Le livre 3 consacre trois types d’immeubles :

  • les immeubles par nature : il s’agit des fonds de terre (comme auparavant) et des « divers volumes les composant en trois dimensions ». Nous avons souligné, dans le premier épisode de la série, la véritable révolution du livre 3 que constitue la consécration tridimensionnelle de la propriété, et son incidence en matière de superficie. Nous y renvoyons.

 

  • les immeubles par incorporation : cette notion avait été dégagée par la jurisprudence et rattachée à la notion d’immeuble par nature. Désormais, elle jouit d’une consécration légale propre. Il s’agit de tout ouvrage ou plantation qui s’incorpore à un immeuble par nature : un arbre, un bâtiment construit, une pompe à essence, etc. Cette incorporation doit être durable et habituelle. Certes, l’arbre peut être coupé ou l’immeuble abattu, mais sa vocation est de s’inscrire dans le temps.

 

On intègre à cette catégorie « la composante inhérente », soit un nouveau concept issu lui-aussi de la jurisprudence. Le texte définit cette dernière comme « un élément nécessaire du bien qui ne peut en être séparé sans porter atteinte à sa substance physique et fonctionnelle ». Pour le dire autrement, c’est une chose qui, sans le bien auquel elle se rapporte, n’a pas de sens et qui, enlevée du bien auquel elle se rapporte, en diminue la fonctionnalité. Une chose qui n’a, finalement, aucune autonomie en soi. On pense à une chaudière, un châssis, des panneaux photovoltaïques, une appareil de conditionnement d’air,… Ces éléments dont donc également immobiliers.

 

  • les immeubles accessoires : cette nouvelle appellation couvre en réalité les modes d’immobilisation déjà bien connus : l’immobilisation par destination économique ou à perpétuelle demeure.
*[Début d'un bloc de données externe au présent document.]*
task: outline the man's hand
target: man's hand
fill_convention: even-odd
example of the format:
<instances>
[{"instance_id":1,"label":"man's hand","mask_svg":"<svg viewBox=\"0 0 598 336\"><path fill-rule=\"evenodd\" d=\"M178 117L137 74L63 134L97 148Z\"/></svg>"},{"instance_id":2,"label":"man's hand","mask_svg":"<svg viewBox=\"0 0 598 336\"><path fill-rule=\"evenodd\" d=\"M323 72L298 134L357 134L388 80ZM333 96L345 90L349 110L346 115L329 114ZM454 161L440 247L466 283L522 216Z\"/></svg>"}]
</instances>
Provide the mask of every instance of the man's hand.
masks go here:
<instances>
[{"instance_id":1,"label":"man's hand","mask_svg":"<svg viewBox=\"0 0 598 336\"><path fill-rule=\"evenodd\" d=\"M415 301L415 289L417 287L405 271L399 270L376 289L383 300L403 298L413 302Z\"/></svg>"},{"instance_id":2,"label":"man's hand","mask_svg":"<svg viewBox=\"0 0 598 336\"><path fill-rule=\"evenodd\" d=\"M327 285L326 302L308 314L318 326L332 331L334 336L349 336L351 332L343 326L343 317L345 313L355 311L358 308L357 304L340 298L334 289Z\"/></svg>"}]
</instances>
Il s’agit donc d’un bien meuble en soi qui s’immobilise par le lien qu’il entretient avec un immeuble.

 

Ce lien peut être réel (lorsque le meuble est attaché à perpétuelle demeure, comme une statuette dans une alcôve ou un tapis coupé sur mesure) ou fictif, en raison d’un but économique. Pensons, dans cette dernière hypothèse, aux camions d’une usine ou à l’outillage d’un artisan. Ces biens sont, en soi, des meubles, mais seront fictivement immobilisés en raison du lien économique qu’ils entretiennent avec le fonds auquel ils se rapportent.

 

Les conditions de l’immobilisation ne changent pas, parmi lesquelles l’unicité de propriétaire entre la chose principale immeuble et la chose mobilière ainsi immobilisée. En d’autres termes, le propriétaire du bien meuble doit être propriétaire de l’immeuble, avec pour conséquence qu’un locataire ne peut pas immobiliser, pas plus qu’un usufruitier ou qu’un copropriétaire.

 

On ajoutera, dans un souci d’exhaustivité, que sont aussi qualifiés d’immeubles les droits et actions réels dont l’objet est immeuble et les droits et actions personnels visant à acquérir un immeuble. Il s’agit là des « immeubles par leur objet ».

Et les animaux ?

On l’a dit, il n’y a pas de troisième voie, même pour les animaux. Car ces derniers ont fait leur entrée dans le code, lequel a entendu leur réserver une place à part en les distinguant des personnes et des biens. Ainsi, et c’est nouveau, le texte leur reconnait « une sensibilité » et « des besoins biologiques ». Cela étant dit, les animaux restent des choses corporelles et seront toujours, eux aussi, meubles ou immeubles selon les circonstances. Précisons que cette consécration n’emporte pas d’autre conséquence civile, et, pour éviter toute illusion, que les animaux ne bénéficient pas de la personnalité juridique, pas plus qu’ils seraient désormais nantis du droit de vote ou de celui de payer des impôts…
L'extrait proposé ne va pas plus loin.